OET Speaking Evaluation – Clinical Communication Skill Criteria

OET Speaking Evaluation – Clinical Communication Skill Criteria
Revised OET Speaking Evaluation Criteria

This series of blogs attempts to explain the clinical communication skill criteria and the strategy students need to follow to score 2 out of 3 on each criterion.

OET training is not just training English. Especially, regarding the OET speaking exam, students are expected to not only speak fluently but also to demonstrate their ability to handle the communication in an empathetic way. For this reason, the second clinical communication skill criteria are ‘Understanding and incorporating a patient’s perspective’.

The main reason most candidates fail to show this ability is culture. In most Asian countries, medical professionals are considered always superior to the patients, and the patients never question the reasons behind the advice and suggestions given by health professionals. However, due to the increased use of the internet, this situation is now changing. The patients are now aware of their condition and do some research on the internet before seeing their physicians. Thus, it has now become very important for the clinician to know what the patient thinks about it.

OET assesses the student’s ability to work with the patient in designing the goals and treatment plans. The patient’s involvement in the goal can improve the effectiveness of the therapy to a great extent.

There are 2 main stages of the consultations where the candidate can show their ability to address this criterion. The first opportunity is when collecting history and before finalizing the diagnosis.

For example, a patient may present to your clinic with headaches. Now, at this point, you as a clinician may look for a variety of reasons that may cause a headache. At this point, I always warn my students to recognize the fact that there is a huge difference between your perspective as a health professional and a layman’s perception. Majority of the common population is unaware of the anatomy and physiology of the human body. Thus, always keep this difference in mind when listening to the patient’s concerns. Do not judge them as a hypochondriac or over intelligent. So, the patient’s perceptions are built largely due to the previous experiences, or any of their family members who have suffered from a similar problem.

In the example we discussed above, there are 2 possible scenarios.

  1. The patient’s family member may have been diagnosed with a brain tumor recently. In that case, if you ask them
    • What do you believe can be the reason for your headache?
    • What is going on in your mind?
    • In your opinion, what may have caused the headache?

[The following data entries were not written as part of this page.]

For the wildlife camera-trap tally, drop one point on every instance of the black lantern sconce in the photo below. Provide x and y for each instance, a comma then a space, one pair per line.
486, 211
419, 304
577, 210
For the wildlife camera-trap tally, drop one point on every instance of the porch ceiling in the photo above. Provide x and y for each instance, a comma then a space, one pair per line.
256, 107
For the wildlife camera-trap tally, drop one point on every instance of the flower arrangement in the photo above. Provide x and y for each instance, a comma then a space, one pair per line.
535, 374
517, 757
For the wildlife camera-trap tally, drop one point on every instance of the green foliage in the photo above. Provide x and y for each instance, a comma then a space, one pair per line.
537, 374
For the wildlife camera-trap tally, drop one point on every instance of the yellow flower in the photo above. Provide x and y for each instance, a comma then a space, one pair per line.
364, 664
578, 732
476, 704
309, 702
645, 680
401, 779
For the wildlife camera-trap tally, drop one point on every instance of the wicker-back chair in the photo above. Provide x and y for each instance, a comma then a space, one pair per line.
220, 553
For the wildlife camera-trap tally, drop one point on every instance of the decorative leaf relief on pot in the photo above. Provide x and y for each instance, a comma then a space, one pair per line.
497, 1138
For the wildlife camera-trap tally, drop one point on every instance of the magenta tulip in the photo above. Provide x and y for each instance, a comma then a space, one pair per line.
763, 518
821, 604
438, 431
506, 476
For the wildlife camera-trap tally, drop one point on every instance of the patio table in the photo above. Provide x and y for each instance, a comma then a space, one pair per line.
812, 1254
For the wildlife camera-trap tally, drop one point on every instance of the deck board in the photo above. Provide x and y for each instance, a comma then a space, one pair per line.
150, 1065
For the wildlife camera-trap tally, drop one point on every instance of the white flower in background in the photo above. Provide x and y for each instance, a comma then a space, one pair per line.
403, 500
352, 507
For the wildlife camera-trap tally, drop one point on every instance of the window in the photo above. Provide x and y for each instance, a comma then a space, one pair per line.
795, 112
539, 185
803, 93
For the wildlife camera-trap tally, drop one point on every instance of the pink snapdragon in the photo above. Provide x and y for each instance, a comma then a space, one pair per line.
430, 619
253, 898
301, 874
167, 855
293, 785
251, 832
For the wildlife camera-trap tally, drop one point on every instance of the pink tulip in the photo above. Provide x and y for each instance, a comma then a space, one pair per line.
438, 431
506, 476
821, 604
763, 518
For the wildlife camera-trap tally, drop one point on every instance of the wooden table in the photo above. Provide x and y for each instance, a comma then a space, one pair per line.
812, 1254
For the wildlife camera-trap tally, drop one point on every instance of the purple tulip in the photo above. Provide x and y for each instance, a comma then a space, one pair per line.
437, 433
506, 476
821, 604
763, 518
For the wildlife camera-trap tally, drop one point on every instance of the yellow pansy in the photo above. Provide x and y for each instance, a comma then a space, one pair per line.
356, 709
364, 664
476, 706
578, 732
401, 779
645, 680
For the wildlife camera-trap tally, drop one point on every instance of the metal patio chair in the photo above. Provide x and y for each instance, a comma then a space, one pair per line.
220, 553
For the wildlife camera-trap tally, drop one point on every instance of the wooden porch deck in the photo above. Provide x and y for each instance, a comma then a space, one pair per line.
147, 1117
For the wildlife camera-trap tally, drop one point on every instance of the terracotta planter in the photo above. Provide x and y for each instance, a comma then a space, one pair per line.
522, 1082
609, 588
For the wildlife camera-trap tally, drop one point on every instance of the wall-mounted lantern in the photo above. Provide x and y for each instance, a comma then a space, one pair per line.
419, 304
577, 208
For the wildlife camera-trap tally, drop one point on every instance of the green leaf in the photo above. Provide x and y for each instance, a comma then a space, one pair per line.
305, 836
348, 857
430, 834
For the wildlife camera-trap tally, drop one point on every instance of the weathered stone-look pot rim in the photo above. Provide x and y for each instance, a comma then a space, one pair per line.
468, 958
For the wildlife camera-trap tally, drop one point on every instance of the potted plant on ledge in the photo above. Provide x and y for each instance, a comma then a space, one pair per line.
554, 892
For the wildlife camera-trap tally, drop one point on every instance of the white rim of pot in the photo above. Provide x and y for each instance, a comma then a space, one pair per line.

You will be able to understand that even though there are no symptoms associated with cancer, the patient may be considering that as a possible diagnosis. Such revelation at an early stage actually helps you to get into the patient’s belief system and address any hidden fear they may have.

After understanding their point of view, it is equally important to incorporate it into your explanation.

  • You mentioned that your aunt has a brain tumor and therefore, you are worried as it runs into the family. However, a brain tumor may also cause other symptoms such as nausea, vomiting, lack of sensation or tingling sensation. Now, fortunately, you don’t have any of those symptoms. Also, you have not lost any weight recently. All this reassures us that in your case, there is no possibility of cancer. A headache you are suffering from is more like ‘tension headache’.
  1. You may have actually found a brain tumor on the CT Scan of the patient and about to reveal that, but the patient may be considering the headache to be just a simple headache or a migraine.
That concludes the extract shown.